The long malign arm of the Environment Agency
17 Oct 2006 - Bruno Prior
As reported by the Telegraph, but strangely not available on their website, the charity Inter Care has been forced to shut down its operations by the Environment Agency (EA). Inter Care sends unused drugs from the UK to African hospitals. The EA has ordered them to suspend shipment because they may be breaching European Union regulations on waste disposal. Clinics in Africa are now running short of drugs as a result.
You can pick your enemy in this story. Maybe the fault is the European Union, for legislating in such a way that it would prevent something as beneficial as this. Or maybe it is the fault of the EA for excessive pedantry in the application of regulations. Experience of the EA would strongly suggest the latter, but experience of the EU would suggest the former. Is this the perfect confluence of two of the most sclerotic government bodies in the world? The perfect bureaucratic storm?

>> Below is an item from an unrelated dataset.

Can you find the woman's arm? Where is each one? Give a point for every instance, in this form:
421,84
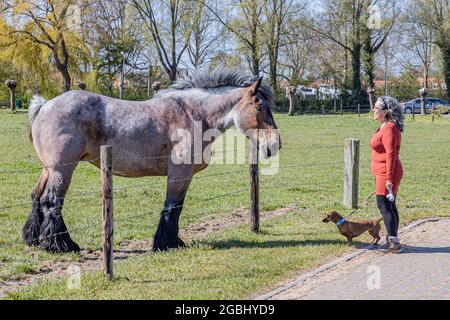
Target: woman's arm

Whoever you blame, blame government generally. Did anyone ask the Africans what they wanted before some pencil-pusher decided that they were better off dying for lack of drugs than risking whatever dreadful fate the waste regulations were supposed to prevent?
If this story doesn't convince you that government intervention isn't just counterproductive but (in some cases) positively evil, you should go and live in North Korea where the Communist dream is alive and well.